Scholz weiß genau, welche Wunden der Union er zielgesetzt aufreißen kann – schließlich hat die SPD drei der vier Merkel-Regierungen mitbegleitet. Es rächt sich, dass die Union Sicherheit und Militär – ähnlich wie Wirtschaftsthemen – traditionell für sich beansprucht hat, aber unter der bleiernen Kanzlerin nichts von dem lieferte, was sie versprach. Scholz, angriffslustig wie selten, rechnet mit der Ära Merkel ab. Auch das eine Aufgabe, die eigentlich Merzens Sache sein müsste – wie die des Oppositionsführers, die Scholz für wenige Minuten post Merkelem innehat.
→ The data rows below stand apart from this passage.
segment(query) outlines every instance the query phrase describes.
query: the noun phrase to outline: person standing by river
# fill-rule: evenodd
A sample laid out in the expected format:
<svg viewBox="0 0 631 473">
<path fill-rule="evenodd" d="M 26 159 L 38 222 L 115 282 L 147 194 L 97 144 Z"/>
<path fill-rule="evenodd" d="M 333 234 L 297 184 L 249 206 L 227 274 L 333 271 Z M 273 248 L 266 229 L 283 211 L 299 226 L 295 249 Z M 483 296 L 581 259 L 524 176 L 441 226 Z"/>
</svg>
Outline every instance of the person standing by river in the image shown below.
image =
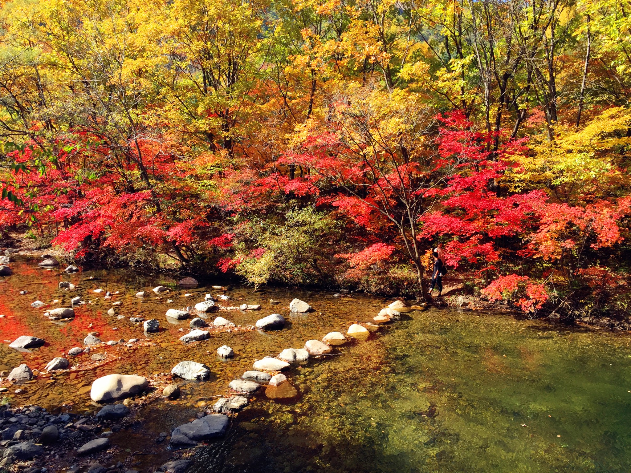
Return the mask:
<svg viewBox="0 0 631 473">
<path fill-rule="evenodd" d="M 432 284 L 430 286 L 429 293 L 431 295 L 435 286 L 438 289 L 438 295 L 440 296 L 442 293 L 442 270 L 444 267 L 442 260 L 439 257 L 439 253 L 437 251 L 433 252 L 434 268 L 432 272 Z"/>
</svg>

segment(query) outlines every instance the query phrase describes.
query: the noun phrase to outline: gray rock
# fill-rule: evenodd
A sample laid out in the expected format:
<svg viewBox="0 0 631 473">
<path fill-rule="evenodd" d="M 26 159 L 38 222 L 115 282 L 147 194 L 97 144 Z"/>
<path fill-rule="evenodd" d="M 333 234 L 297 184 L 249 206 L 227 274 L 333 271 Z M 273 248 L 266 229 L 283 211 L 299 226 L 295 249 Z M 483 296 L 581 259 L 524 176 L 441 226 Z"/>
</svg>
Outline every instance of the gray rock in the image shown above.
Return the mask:
<svg viewBox="0 0 631 473">
<path fill-rule="evenodd" d="M 256 381 L 258 383 L 268 383 L 271 378 L 272 375 L 269 373 L 262 371 L 245 371 L 241 375 L 241 379 L 248 380 L 249 381 Z"/>
<path fill-rule="evenodd" d="M 95 402 L 108 402 L 129 397 L 146 390 L 146 378 L 136 375 L 107 375 L 92 383 L 90 397 Z"/>
<path fill-rule="evenodd" d="M 271 356 L 266 356 L 262 359 L 254 361 L 252 366 L 257 370 L 264 370 L 266 371 L 280 371 L 286 370 L 289 368 L 289 363 L 281 359 L 276 359 Z"/>
<path fill-rule="evenodd" d="M 194 440 L 191 440 L 186 435 L 174 431 L 171 434 L 171 441 L 169 445 L 175 448 L 186 448 L 187 447 L 195 447 L 197 445 L 197 442 Z"/>
<path fill-rule="evenodd" d="M 18 337 L 18 338 L 11 342 L 9 344 L 9 346 L 19 350 L 20 349 L 35 348 L 35 347 L 42 346 L 44 343 L 45 342 L 40 338 L 32 337 L 30 335 L 23 335 Z"/>
<path fill-rule="evenodd" d="M 59 440 L 59 431 L 54 425 L 47 425 L 42 430 L 40 435 L 40 443 L 49 445 L 54 443 Z"/>
<path fill-rule="evenodd" d="M 69 307 L 59 307 L 49 312 L 51 315 L 56 315 L 58 317 L 64 317 L 66 318 L 74 317 L 74 310 Z"/>
<path fill-rule="evenodd" d="M 286 348 L 276 358 L 289 363 L 306 361 L 309 359 L 309 353 L 304 348 Z"/>
<path fill-rule="evenodd" d="M 96 345 L 97 343 L 101 342 L 101 339 L 95 337 L 93 335 L 88 335 L 83 339 L 84 345 Z"/>
<path fill-rule="evenodd" d="M 238 412 L 247 406 L 247 398 L 244 396 L 222 397 L 215 403 L 215 405 L 213 406 L 213 410 L 216 412 L 223 412 L 225 414 Z"/>
<path fill-rule="evenodd" d="M 192 464 L 192 460 L 175 460 L 165 463 L 162 465 L 162 469 L 166 473 L 184 473 Z"/>
<path fill-rule="evenodd" d="M 194 277 L 185 277 L 177 281 L 177 284 L 183 288 L 193 288 L 199 283 Z"/>
<path fill-rule="evenodd" d="M 289 303 L 289 310 L 292 312 L 302 313 L 304 312 L 310 312 L 313 308 L 304 301 L 300 299 L 294 299 Z"/>
<path fill-rule="evenodd" d="M 50 371 L 53 370 L 65 370 L 70 365 L 70 361 L 68 358 L 62 358 L 57 356 L 50 360 L 46 365 L 46 371 Z"/>
<path fill-rule="evenodd" d="M 273 313 L 256 321 L 257 329 L 276 330 L 285 327 L 285 317 L 280 313 Z"/>
<path fill-rule="evenodd" d="M 170 384 L 162 390 L 162 395 L 169 399 L 177 399 L 180 397 L 180 387 L 177 384 Z"/>
<path fill-rule="evenodd" d="M 38 264 L 40 266 L 59 266 L 59 262 L 54 258 L 47 258 Z"/>
<path fill-rule="evenodd" d="M 259 388 L 260 385 L 254 381 L 245 380 L 232 380 L 228 385 L 228 387 L 237 392 L 244 392 L 247 394 L 254 392 Z"/>
<path fill-rule="evenodd" d="M 123 404 L 108 404 L 97 412 L 97 418 L 99 421 L 114 421 L 122 419 L 129 413 L 129 409 Z"/>
<path fill-rule="evenodd" d="M 227 345 L 222 345 L 217 349 L 217 354 L 222 358 L 232 358 L 235 356 L 235 352 Z"/>
<path fill-rule="evenodd" d="M 132 320 L 131 319 L 134 320 Z M 141 320 L 138 320 L 136 317 L 130 317 L 130 322 L 141 322 L 142 318 L 141 317 Z M 157 318 L 152 318 L 150 320 L 145 320 L 144 323 L 143 324 L 143 328 L 144 329 L 144 331 L 148 334 L 155 334 L 157 333 L 160 330 L 160 322 L 158 321 Z"/>
<path fill-rule="evenodd" d="M 23 383 L 29 381 L 33 377 L 33 371 L 24 363 L 11 370 L 7 379 L 14 383 Z"/>
<path fill-rule="evenodd" d="M 199 329 L 200 327 L 206 327 L 207 325 L 208 324 L 206 323 L 206 320 L 201 317 L 195 317 L 189 324 L 189 327 L 191 329 Z"/>
<path fill-rule="evenodd" d="M 189 316 L 189 313 L 185 310 L 178 310 L 177 309 L 169 309 L 167 311 L 167 317 L 172 318 L 177 318 L 180 320 L 186 318 Z"/>
<path fill-rule="evenodd" d="M 213 300 L 206 300 L 195 305 L 195 310 L 200 312 L 209 312 L 216 308 Z"/>
<path fill-rule="evenodd" d="M 26 461 L 32 460 L 35 455 L 44 454 L 44 448 L 32 441 L 22 442 L 12 445 L 5 450 L 4 456 L 13 455 L 18 460 Z"/>
<path fill-rule="evenodd" d="M 204 380 L 210 377 L 210 369 L 202 363 L 187 360 L 180 361 L 171 370 L 171 374 L 185 380 Z"/>
<path fill-rule="evenodd" d="M 110 439 L 101 438 L 90 440 L 87 443 L 84 443 L 81 447 L 77 448 L 77 455 L 89 455 L 97 452 L 100 452 L 109 448 L 110 446 Z"/>
<path fill-rule="evenodd" d="M 225 435 L 229 424 L 230 420 L 227 416 L 211 414 L 188 424 L 180 425 L 173 431 L 173 434 L 181 434 L 196 441 L 208 440 Z"/>
<path fill-rule="evenodd" d="M 196 329 L 195 330 L 191 330 L 186 335 L 180 337 L 180 340 L 184 343 L 188 343 L 189 342 L 199 342 L 208 338 L 210 338 L 210 333 L 209 332 Z"/>
</svg>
Nun rächt sich der monokausale Kosakenritt von Friedrich Merz. Scholz kann sich als Entlastungskanzler inszenieren, auf die steigende Inflation verweisen, die die Bundesregierung mit den richtigen Programmen in den Griff bekäme. Das Neun-Euro-Ticket sei bereits jetzt aufgrund großer Nachfrage ein Erfolg, man entlaste diejenige, die aufs Auto oder Bus und Bahn angewiesen seien. Nachdem Scholz auf unbeackertem Terrain angekommen ist, kann er wieder ungestört in den Modus der Merkel-Phrasen wechseln („wenn ein Land zusammenhält, kann es auch durch schwere Krisen kommen“).
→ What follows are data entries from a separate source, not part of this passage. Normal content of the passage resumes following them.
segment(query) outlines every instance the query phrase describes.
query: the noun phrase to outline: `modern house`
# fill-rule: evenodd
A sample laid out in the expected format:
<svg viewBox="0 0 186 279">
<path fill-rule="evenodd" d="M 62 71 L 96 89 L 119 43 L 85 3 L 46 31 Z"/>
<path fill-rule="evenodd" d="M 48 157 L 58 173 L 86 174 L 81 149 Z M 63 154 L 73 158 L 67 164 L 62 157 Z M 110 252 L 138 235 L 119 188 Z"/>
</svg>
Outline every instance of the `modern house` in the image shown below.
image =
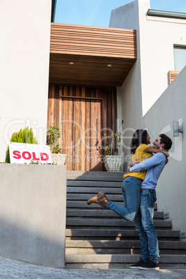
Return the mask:
<svg viewBox="0 0 186 279">
<path fill-rule="evenodd" d="M 78 26 L 51 22 L 55 2 L 0 3 L 0 161 L 13 133 L 28 126 L 45 144 L 55 123 L 67 170 L 105 171 L 101 137 L 113 130 L 126 171 L 133 131 L 146 128 L 151 142 L 164 133 L 174 144 L 157 203 L 185 237 L 186 13 L 135 0 L 109 27 Z"/>
</svg>

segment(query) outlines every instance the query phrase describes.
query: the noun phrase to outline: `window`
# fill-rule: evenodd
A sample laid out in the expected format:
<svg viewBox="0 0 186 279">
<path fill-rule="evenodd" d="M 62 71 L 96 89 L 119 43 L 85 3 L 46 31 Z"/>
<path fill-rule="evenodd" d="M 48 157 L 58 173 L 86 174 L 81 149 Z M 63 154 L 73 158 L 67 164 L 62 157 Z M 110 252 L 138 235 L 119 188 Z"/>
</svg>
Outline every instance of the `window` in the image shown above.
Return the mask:
<svg viewBox="0 0 186 279">
<path fill-rule="evenodd" d="M 174 53 L 175 71 L 181 71 L 186 65 L 186 46 L 174 46 Z"/>
</svg>

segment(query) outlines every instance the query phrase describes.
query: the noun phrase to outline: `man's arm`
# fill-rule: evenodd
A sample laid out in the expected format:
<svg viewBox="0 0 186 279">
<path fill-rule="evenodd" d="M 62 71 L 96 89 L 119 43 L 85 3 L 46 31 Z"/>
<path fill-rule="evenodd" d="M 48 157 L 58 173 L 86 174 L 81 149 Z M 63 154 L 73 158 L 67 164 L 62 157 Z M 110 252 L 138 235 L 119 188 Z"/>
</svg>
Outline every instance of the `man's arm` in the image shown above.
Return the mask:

Scholz kann die Inflation unhinterfragt Putin in die Schuhe schieben
Weil Merz den Platz geräumt hat, kommt Scholz auch mit anderen Flunkereien durch. So kann er ungestört das Narrativ bestärken, die Preissteigerung sei der „von Putin ausgelöste Krieg“. Im Plenum lacht jemand unüberhörbar. Scholz ist sauer: „Was lachen Sie?“ Wenn Inflation, Preissteigerung und Energiekrise Probleme „von außen“ sind, dann ist tiefere Ursachenforschung nicht nötig. Die Preissteigerungen seien auf „einmalige Schocks“ zurückzuführen, neben dem Ukraine-Krieg die Ausläufer der Corona-Krise, etwa, wenn bis heute Containerschiffe in Shanghai blockiert seien. Von der EZB und der im September sich abzeichnenden Energiekrise – mitverantwortet durch einen Ausfall der Windkraft wegen einer Windflaute – hören wir nichts.
Zudem kündigte er eine „Konzertierte Aktion“ an, um die Inflation in den Griff zu bekommen. Über das schwammige Projekt kam aber so gut wie nichts heraus – sondern hörte sich vor allem nach einem Gipfel von Arbeitgeber- und Arbeitnehmervertretern mit Regierungsbeteiligung an.
Auch im Sozialbereich kann sich Scholz als Problemlöser mit Bürgergeld, stabilem Rentenniveu und steigendem Mindestlohn inszenieren, schlicht, weil Merz höchstens die Schuldenproblematik angesprochen hat. Der Kanzler verspricht: Ab nächstem Jahr gilt wieder die Schuldenbremse. Das ist kein großes Versprechen. Mit Sicherheit fallen der Bundesregierung noch weitere „Sondervermögen“ ein, die man in aller Eile für kommende Generationen stricken kann – vielleicht wieder mit freundlicher Hilfe der Union.
Ukraine-Krieg: Ist „erfolgreich verteidigen“ das neue „gewinnen“?
Es folgt der übliche Klimapopanz: CO2-Neutralität 2040, die Beschleunigung von LNG-Terminals, der Ausbau „Erneuerbarer Energien“, Zusammenarbeit mit der EU, um das alles voranzutreiben. Alles nichts Neues. Die Kompromisslosigkeit, mit der das Klimaziel – und insbesondere die Bewilligung von Verwaltungsverfahren – verfolgt wird, ist dagegen neu. Scholz: „Wir werden uns nicht den Schneid abkaufen lassen von Lobbyisten, Bedenkenträgern oder Anhängern des Status quo.“ Dies sei „das Jahr der Entscheidung“.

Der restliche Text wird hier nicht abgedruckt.